Na dodatek swoje plany ogłosił po obejrzeniu reportażu szwajcarsko-niemieckiego Onetu, a credo opublikował w postaci filmiku na Tik Toku, portalu społecznościowym, na którym młodzież porozumiewa się za pomocą kilkunastosekundowych filmików. Toż to istne lewactwo i na dodatek cicha pochwała dla działań wrażych mediów. A jakby tego wszystkiego było mało, przygotowywane ustawy uderzą w przyjaciół księdza Tadeusza oraz w wielu mieszkańców wsi, dla których pies na łańcuchu to tradycja, a nie żadne znęcanie się.

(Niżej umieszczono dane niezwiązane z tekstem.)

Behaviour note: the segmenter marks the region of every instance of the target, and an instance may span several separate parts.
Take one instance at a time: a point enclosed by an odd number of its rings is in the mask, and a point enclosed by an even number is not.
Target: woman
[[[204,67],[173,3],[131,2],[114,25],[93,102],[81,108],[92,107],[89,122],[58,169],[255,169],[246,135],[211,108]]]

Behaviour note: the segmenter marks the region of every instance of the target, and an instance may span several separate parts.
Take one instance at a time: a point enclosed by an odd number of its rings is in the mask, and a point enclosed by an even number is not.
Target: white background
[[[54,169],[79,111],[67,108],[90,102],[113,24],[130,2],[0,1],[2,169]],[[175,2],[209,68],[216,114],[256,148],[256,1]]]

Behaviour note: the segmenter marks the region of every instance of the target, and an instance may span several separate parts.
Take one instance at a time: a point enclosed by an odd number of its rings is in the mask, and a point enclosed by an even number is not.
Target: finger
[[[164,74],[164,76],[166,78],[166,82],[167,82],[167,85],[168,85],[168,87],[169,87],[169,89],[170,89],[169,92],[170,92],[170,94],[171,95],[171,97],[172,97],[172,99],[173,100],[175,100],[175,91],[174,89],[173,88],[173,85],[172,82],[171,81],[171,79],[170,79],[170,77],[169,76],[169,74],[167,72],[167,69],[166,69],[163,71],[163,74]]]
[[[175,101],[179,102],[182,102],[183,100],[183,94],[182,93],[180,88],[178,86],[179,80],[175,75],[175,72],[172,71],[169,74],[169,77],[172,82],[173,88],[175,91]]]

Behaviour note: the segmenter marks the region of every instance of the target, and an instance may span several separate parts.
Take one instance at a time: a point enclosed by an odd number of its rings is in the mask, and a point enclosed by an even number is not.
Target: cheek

Wielu komentatorów zastanawia się, co też wyprawia ten Kaczyński? Czyżby nie rozumiał, że strzela sobie w stopę? Ja zaś myślę sobie, że po pierwsze: wieś już nie jest taka, jak kiedyś i jeśli ktoś kojarzy ją z pijanym Gienkiem w gumiakach, to się myli. To już nie te czasy, sporo w mentalności wiejskiej się na naszych oczach zmieniło. Po drugie: prezes PiS widzi zmiany zachodzące w mentalności społecznej i zdaje się na nie odpowiadać, bo wie, że przy kolejnych wyborach będą już normą. Tak samo jak normą stało się uznawanie smogu za realny problem, choć jeszcze kilka lat temu na prawicy uważano go za fantasmagorię „ekoterrorystów”. A po trzecie: prezes najzwyczajniej lubi zwierzęta. Może więc sobie minister Ardanowski psioczyć, ale naczelnikowi nie podskoczy. Niejeden już tego próbował i żaden nie przetrwał.Nawet minister Antoni.